(ANSA-afp) - BERLIN, 17 AGO - German Chancellor Olaf Scholz
on Wednesday voiced "disgust" at statements by Palestinian
president Mahmud Abbas in Berlin on the Holocaust, amid a
growing outcry in Germany and Israel. At a joint press
conference with Scholz on Tuesday, Abbas, 87, was asked if he
would apologise on behalf of the Palestinian gunmen who carried
out the Munich Olympics hostage-taking in 1972 that ended with
11 Israeli athletes and coaches killed.

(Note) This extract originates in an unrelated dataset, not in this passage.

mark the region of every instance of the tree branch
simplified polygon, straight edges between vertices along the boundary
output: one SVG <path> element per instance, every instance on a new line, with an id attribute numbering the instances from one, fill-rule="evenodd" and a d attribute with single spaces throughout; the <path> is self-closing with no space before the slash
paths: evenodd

Abbas did not give a
direct reply but instead compared it to the situation in the
Palestinian territories, and accused Israel of committing "50
massacres, 50 Holocausts" against Palestinians since 1947. "I am
disgusted by the outrageous remarks made by Palestinian
President Mahmud #Abbas," Scholz wrote on Twitter. "For us
Germans in particular, any relativisation of the singularity of
the Holocaust is intolerable and unacceptable. I condemn any
attempt to deny the crimes of the Holocaust."
Scholz himself also drew fire for failing to immediately condemn
Abbas' remarks at the press conference, which ended following
the Palestinian leader's statements. "One would have liked
(Scholz's) clarification to be more immediate," wrote Spiegel
magazine. Christoph Heubner, executive vice president of the
International Auschwitz Committee said he found it "astonishing
and disconcerting that the German side was not prepared for
Abbas' provocations, and that his statements on the Holocaust
were left unchallenged at the press conference." (ANSA-afp).